A solvent-free Buchwald-Hartwig amination had been developed under high-speed ball-milling conditions, which afforded the desired products with moderate to high yields. The addition of sodium sulfate was found to be crucial for improving both the performance and the reproducibility. Comparative solvent-free stirring experiments implicated the importance of mechanical interaction for the transformation, and the inert gas was proved to be unnecessary for this amination.

N-heterocyclic carbene-palladium complex, and preparation method and application thereof

The invention discloses an N-heterocyclic carbene-palladium complex, and a preparation method and application thereof. The N-heterocyclic carbene-palladium complex disclosed by the invention is shown in Formula (I), wherein L1 is a quinoline ligand or isoquinoline ligand, and N in the L1 is connected with Pd; L2 is an N-heterocyclic carbene ligand, and carbene carbon in the L2 is connected with the Pd; and X1 and X2 are respectively independently an anionic ligand. The N-heterocyclic carbene-palladium complex disclosed by the invention can efficiently catalyze carbon-carbon or carbon-heteroatom coupling reaction using aryl halide as a substrate. The formula is shown in the specification.

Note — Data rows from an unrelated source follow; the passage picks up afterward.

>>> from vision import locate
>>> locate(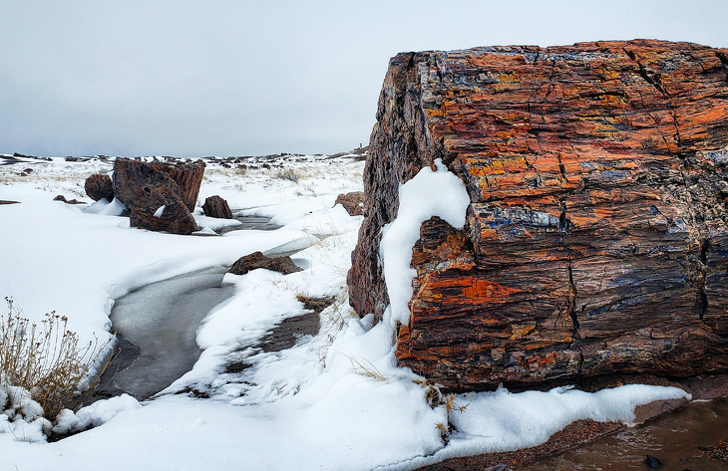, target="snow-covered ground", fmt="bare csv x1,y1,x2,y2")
0,156,686,471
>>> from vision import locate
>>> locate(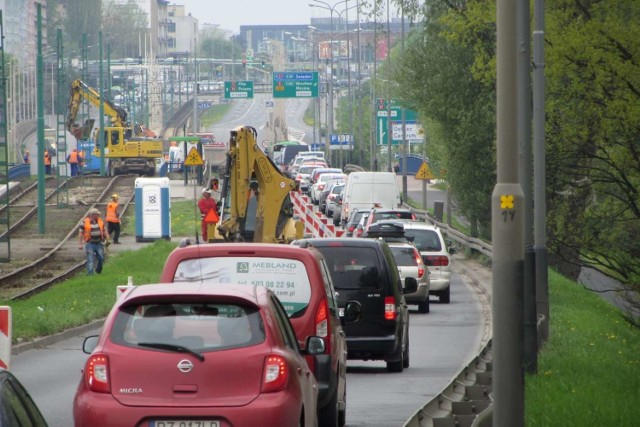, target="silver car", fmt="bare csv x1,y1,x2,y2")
387,241,431,313
404,222,455,304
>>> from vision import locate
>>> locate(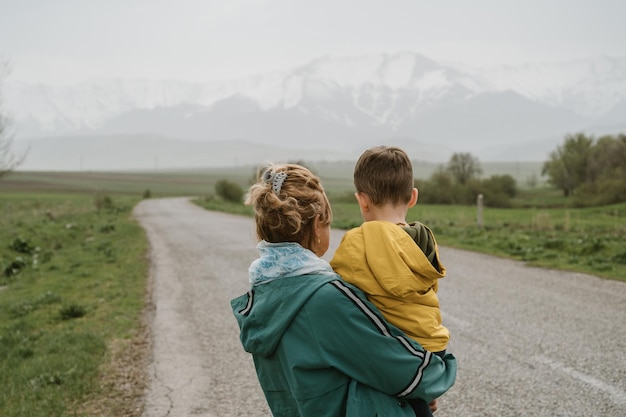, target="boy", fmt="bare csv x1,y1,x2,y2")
330,146,450,416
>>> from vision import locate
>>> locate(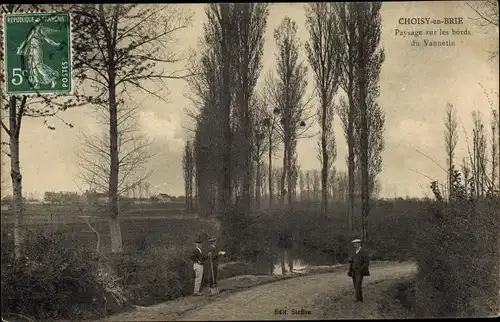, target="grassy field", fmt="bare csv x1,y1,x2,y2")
1,204,218,250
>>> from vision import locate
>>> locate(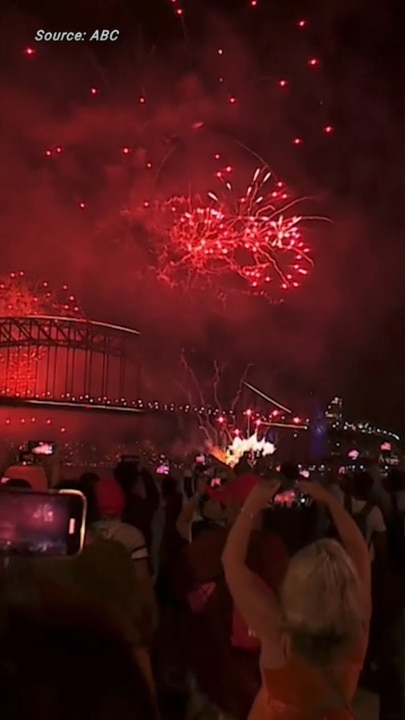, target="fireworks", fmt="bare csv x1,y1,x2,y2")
0,270,80,317
0,270,80,396
153,168,314,296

Synthesis of N-heterocyclic carbene-Pd(II) complexes and their catalytic activity in the Buchwald-Hartwig amination of aryl chlorides

Novel N-heterocyclic carbene-palladium(II) complexes using 2-picolinic acid as the ancillary ligand have been successfully developed under mild conditions. Their catalytic activity in organic synthesis has been initially tested in the Buchwald-Hartwig amination of secondary and primary amines with aryl chlorides. Various substituents on both substrates can be tolerated, giving the desired coupling products in good to almost quantitative yields. The minimum catalyst loading can be 0.01 mol%, implying their potential application toward industrial processes.